And that is what makes this film such a brilliant adaptation. This film has a POINT OF VIEW. It has some shit that Greta Gerwig wants you to sit up and pay attention to. And this is what is so beautiful about taking a story from one form and placing it into another, which – for my money – is only something you need to do if you have something to contribute to the conversation. It’s clear that Gerwig has great love for all of these characters. That’s evident in the complexity her screenplay has allowed each one to have. It’s also clear that she believes this text has important ideas to contribute to a contemporary conversation, because this film, while being undeniably set in its original time and place, is also SO ALIVE with contemporary energy. These characters feel immediate because the actors have been encouraged to create them with all the messy, contradictory, beautiful vitality of REAL HUMANS. To imbue that in a text that’s over 100 years old – this is why adaptations exist: to honor the original work by creating something alive with the singular energy of the artists adapting it.
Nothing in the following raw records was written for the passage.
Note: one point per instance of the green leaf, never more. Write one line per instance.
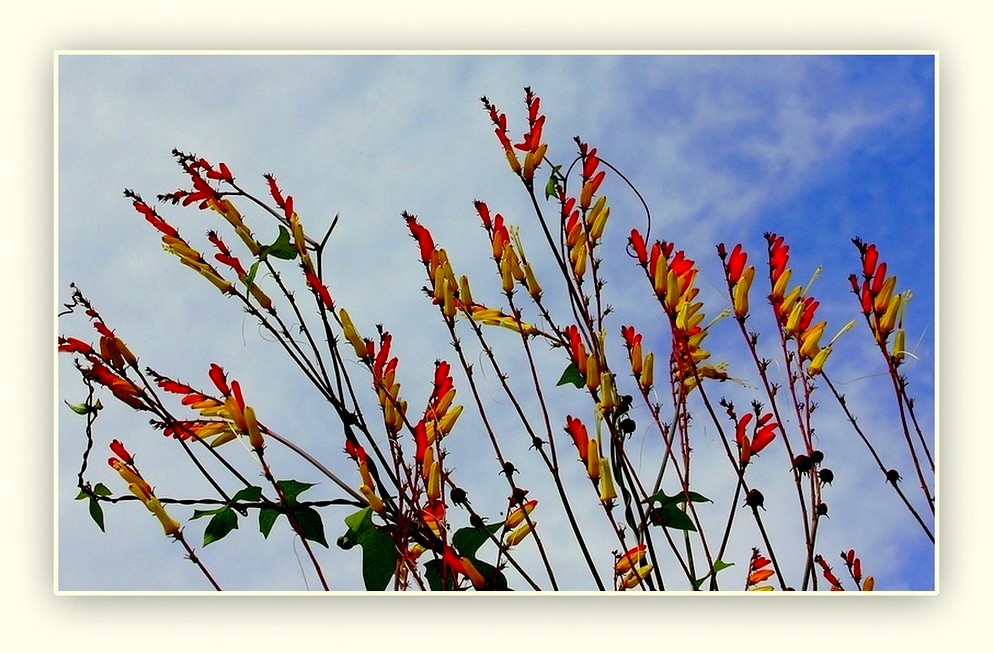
(99, 489)
(311, 526)
(283, 247)
(356, 520)
(85, 408)
(252, 493)
(572, 375)
(96, 512)
(719, 565)
(671, 516)
(432, 572)
(292, 489)
(550, 186)
(468, 540)
(197, 514)
(379, 553)
(252, 271)
(495, 580)
(225, 521)
(267, 517)
(379, 556)
(665, 500)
Romance, Marriage, and Money
I LOVE how much this movie talks about money. Not only do we get to see Jo travel from “grateful for less than the standard” to “Fuck You Pay Me And I’ll Keep The Copyright Thank You,” we get to see how money has ALWAYS been a social issue. It is complicated and messy and impolite – just like real money – and thanks to capitalism and misogyny and classism, we have been stoking the divides that result from it since before this country was founded. And while I may not have the same concerns that Amy lays out for Laurie when it comes to ownership of cash that a mid-19th Century woman had, you are not paying attention if you think marriage is no longer an economic proposition (ask me sometime about the 401k that I had to get MY HUSBAND’S PERMISSION to roll into an IRA even though I had not yet MET him when I earned that money).
Romance is complicated. Economics are complicated. Class is real and complicated. And this film does the interconnectedness of these things justice better than just about anything else I’ve seen.
Friendship
The phrase “More Than Friends” has always struck me as super reductive. It sets up a false hierarchy in which friendship is great, but of lesser value than romantic relationships. See also: “just friends” as if there is something of inherent lesser importance to non-sexual companionship. But this is what we see – everywhere – the primacy of finding a romantic partner over cultivating friendships and – as we learned from When Harry Met Sally (don’t @ me, I love that movie), an inability for people who might be romantically inclined toward each other to be friends because the sex always gets in the way. If there is an intense, immediate connection – we’re told – the feeling must be romantic. And if it’s not, it’s somehow less-than: just friends. Less than lovers.
Enter the remarkable journey of this Jo and Laurie. Here they are to show us both the way that the cultural obsession with romance can lead us to read connection as romantic love AND ALSO the difference between loving someone and being in love with them. Who knew that there are different, equally valuable ways to love people? Greta Gerwig, apparently. She is the genius I needed when I was 15 (and 25 and 35 and forever). Friendship is vital. And beautiful. And sometimes gets confused with romance, but there is HOPE for changing that script.
This film is beautiful and heart-forward. It is, as a friend pointed out: sublime. And in this time of so much ugliness, snark, and fear, I am grateful for art that is sublime and crafted with so much love and such a wise and loving point of view. It’s the kind of art I want to make, and it’s sure as hell the kind of art we could use more of.
Thanks, Greta. I don’t want to imagine our lives without you in them.